API Reference (PC Desktop)

This page documents the PC desktop-specific APIs provided by @midscene/computer.

For common APIs that work across all platforms, see Common API Reference.

Agent Creation

agentFromComputer(opts?): Promise<ComputerAgent>

Create an agent for desktop automation.

Parameters:

interface ComputerAgentOpt {
  // Agent options (inherited from AgentOpt)
  aiActionContext?: string;
  cache?: boolean;
  // ... other AgentOpt properties

  // Device options
  displayId?: string;
  customActions?: DeviceAction<any>[];
  headless?: boolean;
  xvfbResolution?: string;
}

displayId (optional): Specify which display to control. Get available displays with ComputerDevice.listDisplays().
customActions (optional): Add custom actions to the device.
headless (optional, Linux only): Set to true to start a virtual display via Xvfb, enabling desktop automation on headless Linux servers and CI environments without a physical display. Can also be set via the MIDSCENE_COMPUTER_HEADLESS_LINUX=true environment variable.
xvfbResolution (optional): Resolution for the Xvfb virtual display. Defaults to '1920x1080x24'.

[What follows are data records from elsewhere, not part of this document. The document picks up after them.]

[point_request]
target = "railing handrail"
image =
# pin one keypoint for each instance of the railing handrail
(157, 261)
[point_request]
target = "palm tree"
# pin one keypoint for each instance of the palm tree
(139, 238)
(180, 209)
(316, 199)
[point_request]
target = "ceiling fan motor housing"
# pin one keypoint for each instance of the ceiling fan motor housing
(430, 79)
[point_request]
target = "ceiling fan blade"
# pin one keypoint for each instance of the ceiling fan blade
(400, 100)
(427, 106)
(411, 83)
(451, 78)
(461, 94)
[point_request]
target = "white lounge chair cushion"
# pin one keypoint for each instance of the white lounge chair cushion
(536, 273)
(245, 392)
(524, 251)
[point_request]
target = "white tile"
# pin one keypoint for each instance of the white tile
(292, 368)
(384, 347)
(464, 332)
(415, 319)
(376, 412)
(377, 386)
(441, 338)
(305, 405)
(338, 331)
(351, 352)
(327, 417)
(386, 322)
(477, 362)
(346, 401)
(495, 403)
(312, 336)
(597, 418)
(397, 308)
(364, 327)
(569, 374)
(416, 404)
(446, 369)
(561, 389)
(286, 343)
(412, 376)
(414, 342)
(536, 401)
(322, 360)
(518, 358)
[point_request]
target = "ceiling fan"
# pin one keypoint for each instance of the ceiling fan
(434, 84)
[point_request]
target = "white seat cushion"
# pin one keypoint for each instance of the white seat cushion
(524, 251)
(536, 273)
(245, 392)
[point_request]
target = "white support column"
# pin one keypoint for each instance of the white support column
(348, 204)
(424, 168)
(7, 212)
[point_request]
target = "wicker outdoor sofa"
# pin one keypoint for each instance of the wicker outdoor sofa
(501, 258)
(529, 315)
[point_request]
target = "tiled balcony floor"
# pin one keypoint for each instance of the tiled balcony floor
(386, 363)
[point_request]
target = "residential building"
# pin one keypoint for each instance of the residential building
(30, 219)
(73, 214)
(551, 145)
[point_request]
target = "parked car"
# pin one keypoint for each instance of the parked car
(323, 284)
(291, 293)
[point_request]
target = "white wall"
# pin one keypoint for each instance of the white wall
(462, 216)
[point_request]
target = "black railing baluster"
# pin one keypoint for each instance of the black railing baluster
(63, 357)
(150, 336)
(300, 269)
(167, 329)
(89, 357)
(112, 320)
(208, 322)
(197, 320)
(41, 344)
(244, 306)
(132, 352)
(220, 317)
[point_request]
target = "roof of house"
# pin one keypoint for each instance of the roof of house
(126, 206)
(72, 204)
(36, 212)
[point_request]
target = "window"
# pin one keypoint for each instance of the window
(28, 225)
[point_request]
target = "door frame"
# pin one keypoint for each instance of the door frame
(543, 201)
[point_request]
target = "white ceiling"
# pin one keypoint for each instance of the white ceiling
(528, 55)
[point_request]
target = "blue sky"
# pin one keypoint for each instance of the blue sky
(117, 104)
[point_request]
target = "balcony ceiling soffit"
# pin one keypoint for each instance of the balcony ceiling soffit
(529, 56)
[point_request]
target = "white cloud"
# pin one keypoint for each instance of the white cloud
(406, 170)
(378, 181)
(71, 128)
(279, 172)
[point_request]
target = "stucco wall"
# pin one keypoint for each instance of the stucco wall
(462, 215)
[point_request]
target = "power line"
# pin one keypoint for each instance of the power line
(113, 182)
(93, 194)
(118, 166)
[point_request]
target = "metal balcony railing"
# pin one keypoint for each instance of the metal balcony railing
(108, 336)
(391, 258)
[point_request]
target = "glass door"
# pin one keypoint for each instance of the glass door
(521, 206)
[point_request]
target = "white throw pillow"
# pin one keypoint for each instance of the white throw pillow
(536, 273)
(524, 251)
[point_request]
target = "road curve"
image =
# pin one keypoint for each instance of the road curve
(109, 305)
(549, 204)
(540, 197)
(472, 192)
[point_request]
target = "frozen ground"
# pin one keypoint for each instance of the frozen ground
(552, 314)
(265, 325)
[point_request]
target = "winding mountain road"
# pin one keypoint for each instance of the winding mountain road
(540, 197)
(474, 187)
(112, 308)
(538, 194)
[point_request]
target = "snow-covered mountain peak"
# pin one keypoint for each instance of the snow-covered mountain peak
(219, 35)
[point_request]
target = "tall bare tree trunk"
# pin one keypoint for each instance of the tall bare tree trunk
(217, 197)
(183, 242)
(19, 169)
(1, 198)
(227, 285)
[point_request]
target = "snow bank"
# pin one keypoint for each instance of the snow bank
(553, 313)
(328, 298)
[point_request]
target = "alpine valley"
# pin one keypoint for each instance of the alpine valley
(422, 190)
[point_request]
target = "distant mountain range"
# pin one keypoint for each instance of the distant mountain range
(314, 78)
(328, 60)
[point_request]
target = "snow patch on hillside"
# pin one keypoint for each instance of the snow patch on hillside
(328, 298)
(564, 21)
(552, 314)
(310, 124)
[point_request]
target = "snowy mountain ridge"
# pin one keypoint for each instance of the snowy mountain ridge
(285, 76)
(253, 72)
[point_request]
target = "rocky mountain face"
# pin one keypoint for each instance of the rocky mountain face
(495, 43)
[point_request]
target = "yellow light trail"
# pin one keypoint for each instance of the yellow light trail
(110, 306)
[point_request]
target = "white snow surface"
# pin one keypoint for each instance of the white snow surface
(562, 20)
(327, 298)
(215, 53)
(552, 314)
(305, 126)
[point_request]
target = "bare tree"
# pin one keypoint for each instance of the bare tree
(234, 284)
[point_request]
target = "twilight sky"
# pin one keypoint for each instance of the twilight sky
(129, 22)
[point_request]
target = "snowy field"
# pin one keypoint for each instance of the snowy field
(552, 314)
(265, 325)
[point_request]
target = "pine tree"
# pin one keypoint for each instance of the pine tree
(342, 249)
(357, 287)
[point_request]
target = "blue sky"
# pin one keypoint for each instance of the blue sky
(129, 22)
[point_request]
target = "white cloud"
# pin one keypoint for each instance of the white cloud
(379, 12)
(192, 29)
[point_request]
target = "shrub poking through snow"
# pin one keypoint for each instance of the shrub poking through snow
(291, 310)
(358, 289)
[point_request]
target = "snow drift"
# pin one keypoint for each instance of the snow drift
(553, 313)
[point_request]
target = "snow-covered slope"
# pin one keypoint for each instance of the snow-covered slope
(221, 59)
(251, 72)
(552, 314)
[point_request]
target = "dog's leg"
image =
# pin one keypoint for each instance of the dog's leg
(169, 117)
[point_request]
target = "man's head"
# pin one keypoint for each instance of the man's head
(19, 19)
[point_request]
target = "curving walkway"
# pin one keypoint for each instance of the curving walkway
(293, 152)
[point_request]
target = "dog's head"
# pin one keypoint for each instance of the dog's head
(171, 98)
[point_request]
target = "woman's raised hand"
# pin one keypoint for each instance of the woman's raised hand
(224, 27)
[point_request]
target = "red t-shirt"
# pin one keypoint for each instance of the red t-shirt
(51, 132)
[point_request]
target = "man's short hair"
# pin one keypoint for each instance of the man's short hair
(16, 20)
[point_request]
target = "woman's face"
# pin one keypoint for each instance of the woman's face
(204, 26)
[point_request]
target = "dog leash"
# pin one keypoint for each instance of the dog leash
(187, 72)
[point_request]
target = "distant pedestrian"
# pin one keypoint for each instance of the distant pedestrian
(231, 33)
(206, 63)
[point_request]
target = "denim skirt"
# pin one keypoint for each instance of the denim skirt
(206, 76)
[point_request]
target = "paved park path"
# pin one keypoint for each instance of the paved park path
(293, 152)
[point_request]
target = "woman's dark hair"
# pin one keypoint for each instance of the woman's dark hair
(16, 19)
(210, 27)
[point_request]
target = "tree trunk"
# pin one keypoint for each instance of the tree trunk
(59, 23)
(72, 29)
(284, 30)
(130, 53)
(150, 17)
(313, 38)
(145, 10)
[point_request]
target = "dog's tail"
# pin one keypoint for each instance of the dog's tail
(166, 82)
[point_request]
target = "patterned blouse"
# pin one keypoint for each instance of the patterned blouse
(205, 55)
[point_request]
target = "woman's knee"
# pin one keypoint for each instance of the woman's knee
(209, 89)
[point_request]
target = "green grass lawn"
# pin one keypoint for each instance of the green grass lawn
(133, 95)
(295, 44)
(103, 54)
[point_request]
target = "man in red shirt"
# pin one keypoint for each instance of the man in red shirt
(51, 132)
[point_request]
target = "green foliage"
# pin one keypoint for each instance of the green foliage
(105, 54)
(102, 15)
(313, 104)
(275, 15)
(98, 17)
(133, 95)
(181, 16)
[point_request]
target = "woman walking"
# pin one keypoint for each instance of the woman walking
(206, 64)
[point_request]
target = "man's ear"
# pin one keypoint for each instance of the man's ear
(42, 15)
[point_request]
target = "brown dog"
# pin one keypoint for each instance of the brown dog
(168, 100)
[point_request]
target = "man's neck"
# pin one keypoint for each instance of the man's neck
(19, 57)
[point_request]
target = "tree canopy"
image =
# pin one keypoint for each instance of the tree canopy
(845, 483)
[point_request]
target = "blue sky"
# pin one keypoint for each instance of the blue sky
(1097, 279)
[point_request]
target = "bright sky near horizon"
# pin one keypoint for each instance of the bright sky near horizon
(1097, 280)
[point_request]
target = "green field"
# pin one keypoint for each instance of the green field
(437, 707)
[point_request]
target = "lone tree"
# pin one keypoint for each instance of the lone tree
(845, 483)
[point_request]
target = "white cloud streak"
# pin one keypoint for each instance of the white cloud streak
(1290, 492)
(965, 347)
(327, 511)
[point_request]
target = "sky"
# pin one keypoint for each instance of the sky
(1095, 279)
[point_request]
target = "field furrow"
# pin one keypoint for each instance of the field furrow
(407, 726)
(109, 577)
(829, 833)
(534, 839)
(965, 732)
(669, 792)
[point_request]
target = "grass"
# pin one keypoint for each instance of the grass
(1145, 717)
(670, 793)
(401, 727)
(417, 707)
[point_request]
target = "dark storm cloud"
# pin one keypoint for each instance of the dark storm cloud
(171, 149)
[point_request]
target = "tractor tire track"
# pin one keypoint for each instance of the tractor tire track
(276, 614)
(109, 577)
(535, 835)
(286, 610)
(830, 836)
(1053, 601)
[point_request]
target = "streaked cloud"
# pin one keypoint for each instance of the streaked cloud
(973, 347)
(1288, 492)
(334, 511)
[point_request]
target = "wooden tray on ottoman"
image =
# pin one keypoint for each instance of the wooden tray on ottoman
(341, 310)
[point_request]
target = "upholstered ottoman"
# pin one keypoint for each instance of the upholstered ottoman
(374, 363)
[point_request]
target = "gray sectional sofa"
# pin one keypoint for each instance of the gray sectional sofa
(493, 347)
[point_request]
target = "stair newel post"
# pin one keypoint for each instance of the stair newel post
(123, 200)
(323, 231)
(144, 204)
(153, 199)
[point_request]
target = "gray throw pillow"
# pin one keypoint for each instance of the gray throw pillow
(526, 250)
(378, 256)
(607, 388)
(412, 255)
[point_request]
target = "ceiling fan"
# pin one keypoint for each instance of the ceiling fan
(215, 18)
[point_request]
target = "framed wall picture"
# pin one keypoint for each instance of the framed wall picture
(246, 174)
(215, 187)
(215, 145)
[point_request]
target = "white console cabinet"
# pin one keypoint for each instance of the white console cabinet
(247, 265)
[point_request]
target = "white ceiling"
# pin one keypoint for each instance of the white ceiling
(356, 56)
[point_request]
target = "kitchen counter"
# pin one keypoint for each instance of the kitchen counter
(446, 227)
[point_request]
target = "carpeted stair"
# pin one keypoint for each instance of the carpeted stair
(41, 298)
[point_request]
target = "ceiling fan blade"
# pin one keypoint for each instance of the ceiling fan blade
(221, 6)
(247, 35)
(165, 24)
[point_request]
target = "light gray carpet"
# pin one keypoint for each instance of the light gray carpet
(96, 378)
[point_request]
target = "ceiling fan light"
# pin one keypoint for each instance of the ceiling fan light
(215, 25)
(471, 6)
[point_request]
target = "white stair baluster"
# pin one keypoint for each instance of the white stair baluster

Example: Testing Electron Apps on Headless Linux CI

A complete demo of testing Obsidian (an Electron app) on headless Linux CI with @midscene/computer: https://github.com/web-infra-dev/midscene-example/tree/main/computer/electron-demo

Example:

import { agentFromComputer } from '@midscene/computer';

// Connect to primary display
const agent = await agentFromComputer({
  aiActionContext: 'You are automating a desktop application.',
});

// Connect to specific display
const displays = await ComputerDevice.listDisplays();
const agent2 = await agentFromComputer({
  displayId: displays[1].id,
});

Device Management

ComputerDevice.listDisplays(): Promise<DisplayInfo[]>

List all available displays.

Returns:

interface DisplayInfo {
  id: string;
  name: string;
  primary?: boolean;
}

Example:

import { ComputerDevice } from '@midscene/computer';

const displays = await ComputerDevice.listDisplays();
console.log('Available displays:', displays);
// [
//   { id: '0', name: 'Built-in Display', primary: true },
//   { id: '1', name: 'External Display', primary: false }
// ]

checkComputerEnvironment(): Promise<EnvironmentCheck>

Check if the computer environment is properly configured.

Returns:

interface EnvironmentCheck {
  available: boolean;
  error?: string;
  platform: string;
  displays: number;
}

Example:

import { checkComputerEnvironment } from '@midscene/computer';

const env = await checkComputerEnvironment();
console.log('Environment check:', env);

if (!env.available) {
  console.error('Environment error:', env.error);
}

ComputerAgent

The ComputerAgent class extends PageAgent<ComputerDevice> and inherits all common agent methods:

aiAct(action: string): Perform an action with AI
aiQuery(query: string): Extract information with AI
aiAssert(assertion: string): Assert a condition with AI
aiWaitFor(condition: string): Wait for a condition
aiLocate(description: string): Locate an element
And more...

See Common API Reference for details.

Available Actions

The ComputerDevice supports the following actions:

Mouse Actions

Tap (Click)

Single click at the target location.

await agent.aiAct('click on the File menu');
await agent.aiAct('click at center of screen');

DoubleClick

Double-click at the target location.

await agent.aiAct('double-click on the desktop icon');

RightClick

Right-click to open context menu.

await agent.aiAct('right-click on the desktop');
await agent.aiAct('right-click on the file');

MouseMove

Move mouse to an element.

await agent.aiAct('move mouse to the menu item');

DragAndDrop

Drag from one location and drop at another.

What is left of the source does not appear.